Morettin (1995) esclarece que o INCE contratou, como diretor-técnico, Humberto
Mauro: cineasta então bem conceituado que fez filmes educativos populares para exibição
pública. Contudo, mais que produzir filmes, ―O Instituto se propunha a manter-se
informado sobre os filmes educativos existentes e disponíveis e as escolas que mantinham
projetores‖; assim como a sistematizar informações dispersas — mediante a ―[...]
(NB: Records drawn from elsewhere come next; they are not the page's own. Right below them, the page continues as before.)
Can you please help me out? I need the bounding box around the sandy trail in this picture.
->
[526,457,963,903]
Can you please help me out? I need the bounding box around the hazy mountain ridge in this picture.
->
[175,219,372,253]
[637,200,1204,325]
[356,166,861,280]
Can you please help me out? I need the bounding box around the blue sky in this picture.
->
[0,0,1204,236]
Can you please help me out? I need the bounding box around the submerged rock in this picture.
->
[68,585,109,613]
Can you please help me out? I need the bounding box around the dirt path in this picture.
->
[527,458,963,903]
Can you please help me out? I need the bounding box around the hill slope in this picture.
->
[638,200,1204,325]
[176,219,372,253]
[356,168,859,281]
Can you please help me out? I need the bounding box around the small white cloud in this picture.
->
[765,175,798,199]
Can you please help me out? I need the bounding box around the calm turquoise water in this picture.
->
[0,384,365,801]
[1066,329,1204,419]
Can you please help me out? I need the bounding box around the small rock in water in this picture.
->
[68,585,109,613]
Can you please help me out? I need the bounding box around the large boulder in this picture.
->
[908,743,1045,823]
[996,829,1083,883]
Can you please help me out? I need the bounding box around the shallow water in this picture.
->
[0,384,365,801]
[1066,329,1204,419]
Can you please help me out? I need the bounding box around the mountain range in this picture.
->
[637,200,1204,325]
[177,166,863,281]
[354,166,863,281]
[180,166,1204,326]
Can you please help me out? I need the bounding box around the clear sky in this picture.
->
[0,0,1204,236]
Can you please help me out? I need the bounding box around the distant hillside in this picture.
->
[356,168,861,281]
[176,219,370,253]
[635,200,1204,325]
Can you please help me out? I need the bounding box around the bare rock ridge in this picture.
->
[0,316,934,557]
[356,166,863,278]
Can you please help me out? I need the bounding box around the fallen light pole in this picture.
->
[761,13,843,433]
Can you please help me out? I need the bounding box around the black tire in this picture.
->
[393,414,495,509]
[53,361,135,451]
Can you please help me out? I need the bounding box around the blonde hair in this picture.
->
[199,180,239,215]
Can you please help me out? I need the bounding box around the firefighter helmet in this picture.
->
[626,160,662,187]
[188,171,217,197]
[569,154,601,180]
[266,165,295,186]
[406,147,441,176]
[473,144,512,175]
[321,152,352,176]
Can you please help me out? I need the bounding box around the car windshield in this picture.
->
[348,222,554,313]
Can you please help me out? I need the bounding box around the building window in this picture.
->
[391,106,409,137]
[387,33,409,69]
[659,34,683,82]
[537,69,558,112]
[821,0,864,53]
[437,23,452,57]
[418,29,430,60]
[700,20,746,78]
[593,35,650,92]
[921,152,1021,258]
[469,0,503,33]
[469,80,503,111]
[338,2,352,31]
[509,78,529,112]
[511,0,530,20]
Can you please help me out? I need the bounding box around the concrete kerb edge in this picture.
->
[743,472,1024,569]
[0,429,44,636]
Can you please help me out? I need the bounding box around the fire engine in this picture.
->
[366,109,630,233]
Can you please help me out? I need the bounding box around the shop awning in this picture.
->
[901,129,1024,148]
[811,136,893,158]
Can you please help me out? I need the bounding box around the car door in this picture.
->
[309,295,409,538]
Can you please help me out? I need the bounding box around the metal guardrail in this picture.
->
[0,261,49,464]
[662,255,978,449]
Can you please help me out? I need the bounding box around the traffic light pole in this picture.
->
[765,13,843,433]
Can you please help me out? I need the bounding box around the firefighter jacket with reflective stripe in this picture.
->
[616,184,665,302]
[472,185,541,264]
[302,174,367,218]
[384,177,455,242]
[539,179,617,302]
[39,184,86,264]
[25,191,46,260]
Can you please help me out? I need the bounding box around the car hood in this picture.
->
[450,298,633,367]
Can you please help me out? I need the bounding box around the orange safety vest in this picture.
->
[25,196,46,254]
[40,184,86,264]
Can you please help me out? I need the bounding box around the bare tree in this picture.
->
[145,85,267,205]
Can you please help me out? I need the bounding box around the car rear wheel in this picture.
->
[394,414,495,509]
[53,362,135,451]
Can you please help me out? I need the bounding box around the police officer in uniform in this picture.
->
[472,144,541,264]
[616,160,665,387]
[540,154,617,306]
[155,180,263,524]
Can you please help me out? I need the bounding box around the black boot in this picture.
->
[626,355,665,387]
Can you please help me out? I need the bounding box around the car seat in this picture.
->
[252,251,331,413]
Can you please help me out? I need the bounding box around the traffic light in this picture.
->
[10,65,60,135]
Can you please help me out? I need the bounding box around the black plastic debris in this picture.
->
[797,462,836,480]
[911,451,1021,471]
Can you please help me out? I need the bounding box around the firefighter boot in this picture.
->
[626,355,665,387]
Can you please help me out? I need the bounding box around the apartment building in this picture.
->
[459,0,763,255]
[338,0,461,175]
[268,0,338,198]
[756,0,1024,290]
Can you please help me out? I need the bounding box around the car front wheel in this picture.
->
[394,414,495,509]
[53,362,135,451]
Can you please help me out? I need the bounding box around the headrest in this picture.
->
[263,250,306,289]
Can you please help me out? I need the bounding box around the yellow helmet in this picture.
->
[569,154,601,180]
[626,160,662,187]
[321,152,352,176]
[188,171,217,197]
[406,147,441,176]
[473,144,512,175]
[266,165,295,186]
formação biblioteca especializada e publicação de uma revista [...] e coordenar o
movimento‖ (MORETTIN, 1995, p. 17). O INCE deu lugar, em 1967, ao Instituto Nacional
de Cinema, que ―[...] abandona a proposta de produzir e distribuir filmes educativos‖
(NASCIMENTO, 2008, p. 4).
Essa paralisação do uso do cinema como ferramenta didático-escolar não esfriou o
animo no meio acadêmico quanto ao uso educacional do filme. No fim da década de 80,
talvez por ―[...] influência da historiografia francesa, em especial, e pelo alargamento dos
meios de comunicação de massa no país [...]‖, conforme afirma Nascimento (2008, p. 5), o
cinema passou a ser objeto da reflexão pedagógico; e tal reflexão foi verbalizada em eventos
acadêmicos, em livros, em revistas científicas e em ações e programas de órgãos públicos
ligados à educação. Além de o cinema se firmar no debate teórico-epistemológico sobre
procedimentos didáticos para ensinar história da educação, as transformações e os avanços na
tecnologia midiática ampliaram a discussão sobre o uso educativo do cinema; a ponto de
estendê-la a novos espaços para tal ensino, a exemplo da escola fundamental e média, regida
pelos Parâmetros Curriculares Nacionais/PCN (BRASIL, 1998).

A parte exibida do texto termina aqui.